What I learned while creating Bookshelf (open source RAG Application)
I had the opportunity to speak at the AllThingsOpen.ai 2025 Conference recently. It was a wonderful experience to learn from and share with so many amazing fellow presenters and attendees. All Things Open AI 2025 session recordings are available now.
I spoke about several key aspects of Retrieval-Augmented Generation (RAG) and vector databases. The main topics I addressed included The Core Concepts of RAG, Embedding Models vs. Inference Models, Handling Multiple Embeddings and various Optimizations Beyond Naive RAG such as chunking strategies, enrichment with metadata, auto-merging retriever, and reranking models. Finally, I touched on Local Execution and GPU Utilization.
Bookshelf is a Generative AI application built as a rudimentary, but fairly capable, RAG implementation written in python. It can use an open source LLM model (running locally or in the cloud) or a GPT model via OpenAI’s API.

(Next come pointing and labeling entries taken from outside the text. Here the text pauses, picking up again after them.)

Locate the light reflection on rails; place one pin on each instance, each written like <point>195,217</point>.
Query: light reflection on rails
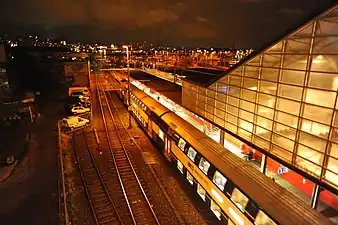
<point>138,202</point>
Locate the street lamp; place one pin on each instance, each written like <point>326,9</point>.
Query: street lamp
<point>128,71</point>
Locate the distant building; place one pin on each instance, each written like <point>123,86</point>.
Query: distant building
<point>77,73</point>
<point>4,84</point>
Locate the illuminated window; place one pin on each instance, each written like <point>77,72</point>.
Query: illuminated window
<point>161,134</point>
<point>215,209</point>
<point>204,165</point>
<point>180,166</point>
<point>201,192</point>
<point>181,144</point>
<point>192,153</point>
<point>190,178</point>
<point>263,219</point>
<point>219,180</point>
<point>239,198</point>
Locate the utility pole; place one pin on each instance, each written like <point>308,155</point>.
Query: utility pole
<point>128,71</point>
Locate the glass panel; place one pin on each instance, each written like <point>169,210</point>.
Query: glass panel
<point>298,62</point>
<point>291,92</point>
<point>326,45</point>
<point>180,166</point>
<point>298,45</point>
<point>246,115</point>
<point>293,77</point>
<point>315,128</point>
<point>201,192</point>
<point>267,100</point>
<point>319,114</point>
<point>304,32</point>
<point>222,87</point>
<point>323,98</point>
<point>324,81</point>
<point>328,201</point>
<point>181,144</point>
<point>190,178</point>
<point>308,166</point>
<point>289,106</point>
<point>263,219</point>
<point>245,125</point>
<point>235,80</point>
<point>268,87</point>
<point>269,74</point>
<point>239,198</point>
<point>283,142</point>
<point>192,153</point>
<point>215,209</point>
<point>284,154</point>
<point>245,133</point>
<point>262,143</point>
<point>266,134</point>
<point>220,105</point>
<point>219,180</point>
<point>264,111</point>
<point>249,95</point>
<point>231,127</point>
<point>285,131</point>
<point>276,48</point>
<point>271,60</point>
<point>234,91</point>
<point>232,119</point>
<point>248,106</point>
<point>325,63</point>
<point>286,119</point>
<point>233,101</point>
<point>204,165</point>
<point>211,93</point>
<point>252,72</point>
<point>221,97</point>
<point>219,113</point>
<point>327,28</point>
<point>263,122</point>
<point>310,154</point>
<point>250,83</point>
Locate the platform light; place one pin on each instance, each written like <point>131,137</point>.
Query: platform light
<point>216,195</point>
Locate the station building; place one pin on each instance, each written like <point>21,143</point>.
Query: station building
<point>281,104</point>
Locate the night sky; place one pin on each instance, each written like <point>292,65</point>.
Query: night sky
<point>191,23</point>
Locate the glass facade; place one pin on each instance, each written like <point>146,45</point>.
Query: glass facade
<point>284,99</point>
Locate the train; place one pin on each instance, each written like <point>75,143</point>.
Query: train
<point>235,191</point>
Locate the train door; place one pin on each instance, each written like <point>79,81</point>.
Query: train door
<point>150,127</point>
<point>167,147</point>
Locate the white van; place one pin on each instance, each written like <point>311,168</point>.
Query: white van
<point>73,122</point>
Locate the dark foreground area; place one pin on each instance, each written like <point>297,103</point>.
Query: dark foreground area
<point>30,194</point>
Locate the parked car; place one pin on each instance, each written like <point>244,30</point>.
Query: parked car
<point>80,109</point>
<point>73,122</point>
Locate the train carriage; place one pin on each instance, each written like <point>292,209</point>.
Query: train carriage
<point>235,191</point>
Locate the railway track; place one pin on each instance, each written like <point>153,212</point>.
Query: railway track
<point>138,203</point>
<point>100,201</point>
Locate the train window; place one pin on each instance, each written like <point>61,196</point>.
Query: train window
<point>215,209</point>
<point>161,134</point>
<point>219,180</point>
<point>239,198</point>
<point>201,192</point>
<point>192,153</point>
<point>190,178</point>
<point>263,219</point>
<point>204,165</point>
<point>180,166</point>
<point>181,144</point>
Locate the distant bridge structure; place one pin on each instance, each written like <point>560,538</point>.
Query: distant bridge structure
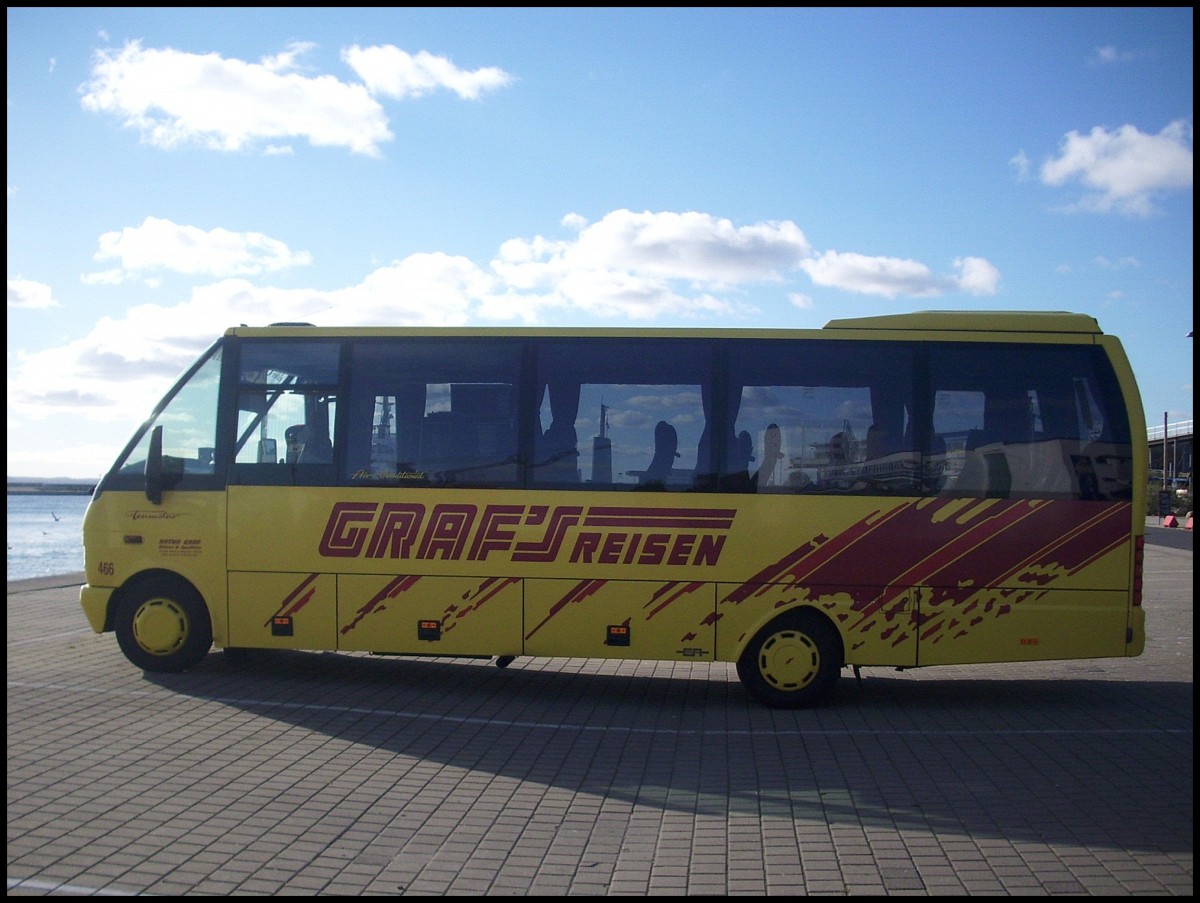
<point>1171,443</point>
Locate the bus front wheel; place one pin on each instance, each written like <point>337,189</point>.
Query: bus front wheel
<point>793,662</point>
<point>162,625</point>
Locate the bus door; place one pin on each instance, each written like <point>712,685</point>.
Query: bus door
<point>280,593</point>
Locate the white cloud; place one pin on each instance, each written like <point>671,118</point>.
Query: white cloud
<point>175,97</point>
<point>27,293</point>
<point>159,245</point>
<point>1109,54</point>
<point>393,72</point>
<point>1020,162</point>
<point>1123,169</point>
<point>891,276</point>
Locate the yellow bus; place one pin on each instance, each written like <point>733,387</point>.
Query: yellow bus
<point>909,490</point>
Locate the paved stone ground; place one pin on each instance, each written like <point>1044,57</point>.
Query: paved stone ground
<point>310,773</point>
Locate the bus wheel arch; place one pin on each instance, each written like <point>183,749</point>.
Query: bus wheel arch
<point>793,662</point>
<point>162,623</point>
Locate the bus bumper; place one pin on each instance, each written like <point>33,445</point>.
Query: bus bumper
<point>94,600</point>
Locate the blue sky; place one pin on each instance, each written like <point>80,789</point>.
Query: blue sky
<point>175,172</point>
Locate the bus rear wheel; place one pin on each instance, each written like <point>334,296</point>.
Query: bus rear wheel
<point>162,625</point>
<point>793,662</point>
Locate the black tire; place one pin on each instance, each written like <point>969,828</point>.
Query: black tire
<point>162,625</point>
<point>793,662</point>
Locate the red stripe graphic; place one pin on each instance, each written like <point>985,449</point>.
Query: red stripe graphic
<point>580,592</point>
<point>295,599</point>
<point>395,587</point>
<point>955,546</point>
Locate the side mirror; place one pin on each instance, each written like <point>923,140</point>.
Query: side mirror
<point>162,471</point>
<point>154,467</point>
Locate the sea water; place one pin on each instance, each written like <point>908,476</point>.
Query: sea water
<point>45,534</point>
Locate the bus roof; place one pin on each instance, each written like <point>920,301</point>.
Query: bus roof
<point>977,322</point>
<point>924,322</point>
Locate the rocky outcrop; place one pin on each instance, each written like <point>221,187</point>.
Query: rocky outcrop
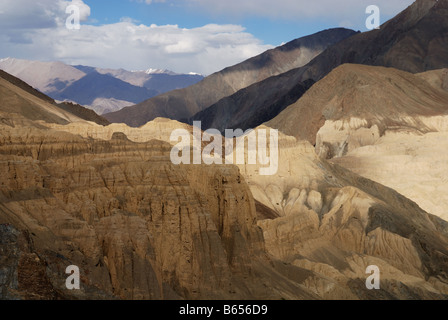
<point>137,226</point>
<point>336,224</point>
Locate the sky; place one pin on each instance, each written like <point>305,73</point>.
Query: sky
<point>201,36</point>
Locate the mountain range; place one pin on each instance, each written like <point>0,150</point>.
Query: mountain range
<point>102,90</point>
<point>362,126</point>
<point>184,103</point>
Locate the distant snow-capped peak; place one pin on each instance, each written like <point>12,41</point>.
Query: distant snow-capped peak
<point>157,71</point>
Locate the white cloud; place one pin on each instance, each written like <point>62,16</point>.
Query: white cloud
<point>297,9</point>
<point>136,47</point>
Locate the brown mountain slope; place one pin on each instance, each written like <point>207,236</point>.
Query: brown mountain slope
<point>182,104</point>
<point>140,227</point>
<point>384,124</point>
<point>383,97</point>
<point>416,40</point>
<point>19,97</point>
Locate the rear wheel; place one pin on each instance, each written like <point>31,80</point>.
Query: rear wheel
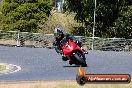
<point>80,58</point>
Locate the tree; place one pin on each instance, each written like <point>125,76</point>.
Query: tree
<point>24,15</point>
<point>110,14</point>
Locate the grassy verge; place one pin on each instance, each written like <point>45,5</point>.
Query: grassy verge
<point>2,67</point>
<point>60,84</point>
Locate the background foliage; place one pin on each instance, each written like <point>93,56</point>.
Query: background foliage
<point>24,15</point>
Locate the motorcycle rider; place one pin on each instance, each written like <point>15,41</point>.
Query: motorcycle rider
<point>60,35</point>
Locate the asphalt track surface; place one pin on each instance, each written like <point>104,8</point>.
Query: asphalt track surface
<point>46,64</point>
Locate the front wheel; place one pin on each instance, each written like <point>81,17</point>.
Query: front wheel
<point>80,58</point>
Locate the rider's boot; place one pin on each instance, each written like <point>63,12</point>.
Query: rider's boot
<point>64,58</point>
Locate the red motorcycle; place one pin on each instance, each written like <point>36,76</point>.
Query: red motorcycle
<point>73,52</point>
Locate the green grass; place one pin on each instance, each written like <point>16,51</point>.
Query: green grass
<point>2,67</point>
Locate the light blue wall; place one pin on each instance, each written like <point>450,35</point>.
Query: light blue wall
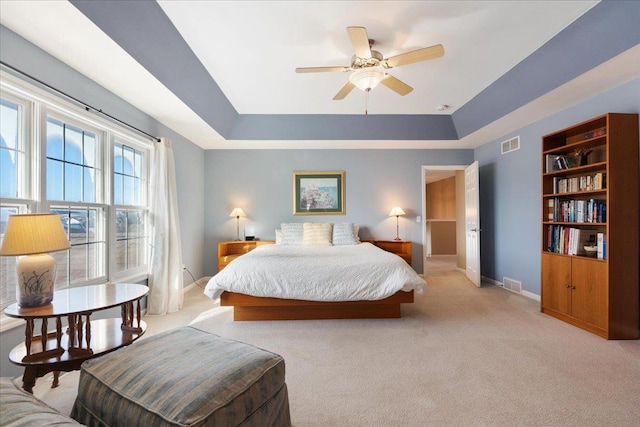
<point>260,182</point>
<point>510,188</point>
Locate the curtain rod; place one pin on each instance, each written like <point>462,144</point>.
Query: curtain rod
<point>86,106</point>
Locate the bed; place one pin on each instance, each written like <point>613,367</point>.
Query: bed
<point>294,280</point>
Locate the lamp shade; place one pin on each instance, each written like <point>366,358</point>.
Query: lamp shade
<point>366,79</point>
<point>237,212</point>
<point>29,234</point>
<point>396,211</point>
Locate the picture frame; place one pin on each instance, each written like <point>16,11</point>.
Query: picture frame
<point>318,193</point>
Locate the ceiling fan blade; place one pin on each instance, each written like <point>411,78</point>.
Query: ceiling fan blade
<point>418,55</point>
<point>321,69</point>
<point>344,91</point>
<point>360,41</point>
<point>396,85</point>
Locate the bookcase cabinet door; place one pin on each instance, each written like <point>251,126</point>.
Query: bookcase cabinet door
<point>556,280</point>
<point>589,291</point>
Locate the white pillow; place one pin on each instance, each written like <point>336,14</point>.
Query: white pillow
<point>292,233</point>
<point>316,234</point>
<point>344,234</point>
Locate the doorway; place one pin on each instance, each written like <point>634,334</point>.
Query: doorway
<point>443,213</point>
<point>450,231</point>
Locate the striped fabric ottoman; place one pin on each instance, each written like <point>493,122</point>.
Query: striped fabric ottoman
<point>184,377</point>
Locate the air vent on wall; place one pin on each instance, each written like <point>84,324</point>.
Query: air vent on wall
<point>511,145</point>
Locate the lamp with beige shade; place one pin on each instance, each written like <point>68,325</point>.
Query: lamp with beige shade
<point>31,236</point>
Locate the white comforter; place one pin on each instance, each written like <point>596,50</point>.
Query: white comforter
<point>316,273</point>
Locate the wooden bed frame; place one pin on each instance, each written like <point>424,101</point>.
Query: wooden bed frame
<point>246,307</point>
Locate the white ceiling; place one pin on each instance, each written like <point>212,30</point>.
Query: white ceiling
<point>251,49</point>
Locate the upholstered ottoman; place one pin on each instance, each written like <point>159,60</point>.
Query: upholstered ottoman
<point>184,377</point>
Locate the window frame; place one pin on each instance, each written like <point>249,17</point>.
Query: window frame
<point>38,105</point>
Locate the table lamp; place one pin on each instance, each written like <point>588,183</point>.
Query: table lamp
<point>397,211</point>
<point>237,212</point>
<point>32,235</point>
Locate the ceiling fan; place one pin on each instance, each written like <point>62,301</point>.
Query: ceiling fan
<point>369,67</point>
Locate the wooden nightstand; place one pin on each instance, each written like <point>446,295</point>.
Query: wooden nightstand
<point>402,248</point>
<point>228,251</point>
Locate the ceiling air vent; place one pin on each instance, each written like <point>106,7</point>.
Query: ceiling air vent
<point>511,145</point>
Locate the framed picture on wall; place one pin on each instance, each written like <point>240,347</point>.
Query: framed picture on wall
<point>318,193</point>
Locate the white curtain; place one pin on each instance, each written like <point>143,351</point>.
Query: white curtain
<point>165,266</point>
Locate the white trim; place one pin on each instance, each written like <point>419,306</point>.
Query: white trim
<point>531,295</point>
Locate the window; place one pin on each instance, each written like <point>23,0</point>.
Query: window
<point>129,197</point>
<point>87,170</point>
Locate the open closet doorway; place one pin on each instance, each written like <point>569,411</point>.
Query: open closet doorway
<point>450,231</point>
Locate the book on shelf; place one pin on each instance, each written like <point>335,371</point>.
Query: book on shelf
<point>576,184</point>
<point>580,211</point>
<point>602,246</point>
<point>570,240</point>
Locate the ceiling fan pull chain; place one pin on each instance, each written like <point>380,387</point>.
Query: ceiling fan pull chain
<point>366,102</point>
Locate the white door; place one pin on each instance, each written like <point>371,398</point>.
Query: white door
<point>472,222</point>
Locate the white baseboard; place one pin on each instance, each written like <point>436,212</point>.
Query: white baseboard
<point>531,295</point>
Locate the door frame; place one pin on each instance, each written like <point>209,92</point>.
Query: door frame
<point>423,224</point>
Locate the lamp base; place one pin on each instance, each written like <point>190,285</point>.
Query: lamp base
<point>36,280</point>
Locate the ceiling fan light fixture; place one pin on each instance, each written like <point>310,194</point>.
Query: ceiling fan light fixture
<point>368,78</point>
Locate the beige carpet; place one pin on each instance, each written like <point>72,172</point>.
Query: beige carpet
<point>460,356</point>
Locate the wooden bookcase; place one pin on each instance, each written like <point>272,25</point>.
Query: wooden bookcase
<point>597,196</point>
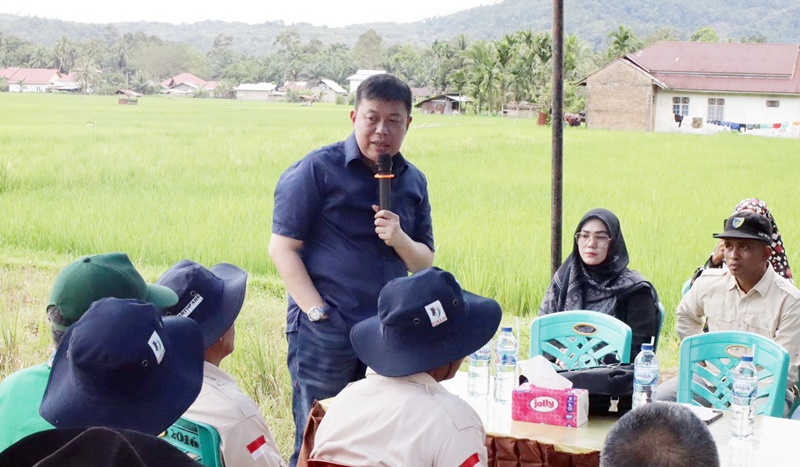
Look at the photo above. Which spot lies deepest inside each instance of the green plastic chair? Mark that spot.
(580, 338)
(662, 315)
(198, 440)
(720, 352)
(686, 286)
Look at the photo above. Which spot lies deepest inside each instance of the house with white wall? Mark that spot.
(358, 78)
(31, 79)
(697, 87)
(257, 92)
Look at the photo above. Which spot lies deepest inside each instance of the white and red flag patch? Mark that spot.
(258, 447)
(471, 461)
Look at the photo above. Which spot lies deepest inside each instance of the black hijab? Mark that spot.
(578, 286)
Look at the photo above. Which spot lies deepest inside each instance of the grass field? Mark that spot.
(190, 178)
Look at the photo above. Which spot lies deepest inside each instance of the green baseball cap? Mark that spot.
(91, 278)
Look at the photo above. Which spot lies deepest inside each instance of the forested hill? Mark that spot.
(591, 20)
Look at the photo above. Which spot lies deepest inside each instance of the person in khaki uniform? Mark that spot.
(400, 414)
(747, 296)
(214, 298)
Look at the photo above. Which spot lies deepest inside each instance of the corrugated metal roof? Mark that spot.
(15, 75)
(334, 85)
(255, 87)
(183, 78)
(722, 67)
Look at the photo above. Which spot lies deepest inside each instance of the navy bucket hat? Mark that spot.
(424, 321)
(124, 366)
(212, 297)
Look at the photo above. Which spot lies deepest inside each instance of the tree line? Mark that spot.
(514, 68)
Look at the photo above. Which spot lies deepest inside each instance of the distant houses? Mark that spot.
(258, 92)
(358, 78)
(38, 80)
(699, 87)
(187, 83)
(444, 104)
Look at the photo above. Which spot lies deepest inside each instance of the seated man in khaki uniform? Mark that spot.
(748, 295)
(76, 287)
(400, 414)
(214, 298)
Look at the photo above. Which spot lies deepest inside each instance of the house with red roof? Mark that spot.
(32, 79)
(187, 83)
(699, 87)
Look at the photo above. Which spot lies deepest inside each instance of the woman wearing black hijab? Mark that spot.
(596, 277)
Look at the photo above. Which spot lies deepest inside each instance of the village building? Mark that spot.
(358, 78)
(38, 80)
(187, 83)
(321, 90)
(699, 87)
(258, 92)
(444, 104)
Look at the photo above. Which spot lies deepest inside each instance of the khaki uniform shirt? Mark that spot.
(405, 421)
(246, 440)
(771, 308)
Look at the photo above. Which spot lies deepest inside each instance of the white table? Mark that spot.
(776, 441)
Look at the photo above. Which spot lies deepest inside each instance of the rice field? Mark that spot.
(193, 178)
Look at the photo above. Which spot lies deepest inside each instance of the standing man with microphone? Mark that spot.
(335, 247)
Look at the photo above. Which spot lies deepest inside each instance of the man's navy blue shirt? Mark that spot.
(325, 200)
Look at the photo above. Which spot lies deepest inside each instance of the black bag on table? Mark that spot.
(610, 387)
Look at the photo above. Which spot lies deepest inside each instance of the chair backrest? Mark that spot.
(198, 440)
(662, 314)
(713, 356)
(580, 338)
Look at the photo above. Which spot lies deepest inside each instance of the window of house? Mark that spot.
(680, 105)
(716, 109)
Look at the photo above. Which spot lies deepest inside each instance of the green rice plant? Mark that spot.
(193, 178)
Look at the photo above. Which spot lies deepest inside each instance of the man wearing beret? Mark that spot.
(748, 296)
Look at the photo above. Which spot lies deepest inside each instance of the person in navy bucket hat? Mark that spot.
(124, 366)
(214, 297)
(400, 414)
(424, 321)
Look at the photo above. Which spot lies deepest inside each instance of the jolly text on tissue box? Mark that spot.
(548, 397)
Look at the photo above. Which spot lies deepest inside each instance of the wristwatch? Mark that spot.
(316, 314)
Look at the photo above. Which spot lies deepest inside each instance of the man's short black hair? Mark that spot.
(384, 87)
(661, 434)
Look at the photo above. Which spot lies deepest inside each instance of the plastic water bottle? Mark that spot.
(505, 366)
(743, 406)
(478, 375)
(645, 376)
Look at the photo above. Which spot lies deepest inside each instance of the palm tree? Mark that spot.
(506, 49)
(480, 57)
(66, 54)
(623, 42)
(88, 75)
(41, 57)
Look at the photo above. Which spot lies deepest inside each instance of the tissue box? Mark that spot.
(563, 407)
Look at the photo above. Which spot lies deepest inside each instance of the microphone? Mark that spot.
(385, 177)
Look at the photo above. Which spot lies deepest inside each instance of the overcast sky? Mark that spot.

I used llama-index for orchestrating the loading of documents into the vector database. Only TokenTextSplitter is currently used. It does not optimize for PDF, html and other formats.
ChromaDb is the vector database to store the embedding vectors and metadata of the document nodes.
You can use any open source embeddings model from HuggingFace.
Bookshelf will automatically use the GPU when creating local embeddings, if the GPU is available on your machine.
You can use OpenAI embeddings as well. There is no way to use a specific OpenAI embedding model or configure the parameters yet.
If you are running it locally, you will have the option of using an Open Source LLM instance via an API Url. In the screenshot, I am using an open source Embedding Model from HuggingFace (sentence-transformers/all-mpnet-base-v2) and The local LLM server at http://localhost:1234/v1
Collections tab shows all collections in the database. It also shows the names of all the files in the selected collection. You can inspect individual chunks for the metadata and text of each chunk. You can delete all contents of the collection (there is no warning).
You can modify the collection name to create a new collection. Multiple files can be uploaded at the same time. You can specify if you want to extract metadata from the file contents. Enabling this option can add significant cost because it employs Extractors which use LLM to generate title, summaries, keywords and questions for each document.
On the Retrieve tab, you can query chunks which are semantically related to your query.
On the Prompt tab, you can prompt your LLM. The context as well as the Prompt Template is editable.
Here is an example of using the context retrieved from chunks in the Vector database to query the LLM.
This inference was performed using Phi3 model running locally on LMStudio.